The industry is heading for a big restructure backed by the NZ Government

It has been a funny week for horse racing. In the UK authorities announced that favourable results for punters in February and March 2019, including a string of winning favourites at the fabled Cheltenham Festival, has led to a drop in bookmaker’s profits and resultantly there could be a massive shortfall – around NZD $33 million – in levies which would normally goes almost exclusively into prize-money. A continent, a hemisphere and 12 time zones away, New Zealand authorities have announced some altogether different news…

Messara Recommendations

In April Winston Peters, New Zealand’s deputy Prime Minister and Minister for Racing declared:  “The New Zealand racing industry is in a state of serious decline.
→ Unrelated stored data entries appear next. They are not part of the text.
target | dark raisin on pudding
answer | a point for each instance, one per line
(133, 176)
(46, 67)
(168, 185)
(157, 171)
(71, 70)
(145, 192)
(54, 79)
The Coalition Government supports the overall intent of the Messara Report and is committed to reforms. We know we have the grass, the race animals, and the people to help the industry achieve its potential.” Australian stud owner and racing guru John Messara who prepared the ‘Messara Report’ recommended the closure of 20 of the country’s 48 courses and the construction of three all-weather tracks. Naturally, amongst the 17 recommendations, he identified prize-money as an area which was in urgent need of improvement and suggested the scrapping of the levy received by the government from betting profits.

Millions in Motion

Last Friday Peters’ made massive inroads in regards to the restructuring of the sports by agreeing to scrap the four-percent levy racing gives to the state, phasing it out over three years. In 2018 that levy amounted to NZD $13.9 million and those funds, probably more in the coming years, is set to be put back into the sport of horse racing and problem gambling. A 2017 study estimated the total burden of harms occurring to gamblers is greater than common health conditions, such as diabetes and arthritis, and approaches the level of anxiety and depressive disorders. Speaking at the New Zealand Bloodstock Karaka May Sale Peters’ said:  “The funds will be redistributed to the racing Codes and Sport New Zealand, with a proportion set aside to support the reduction of gambling harm. This change will provide an important source of revenue for industry investment decisions. “The racing industry plays a vital role in the New Zealand economy, having contributed $1.6 billion to the economy in 2016/17 whilst employing tens of thousands of New Zealanders, many of them young, and boosting New Zealand’s exports. “It is important that the industry is revitalised and placed on a sustainable footing for the future. Redirecting the betting levy funds is only one of a number of steps the government is undertaking.”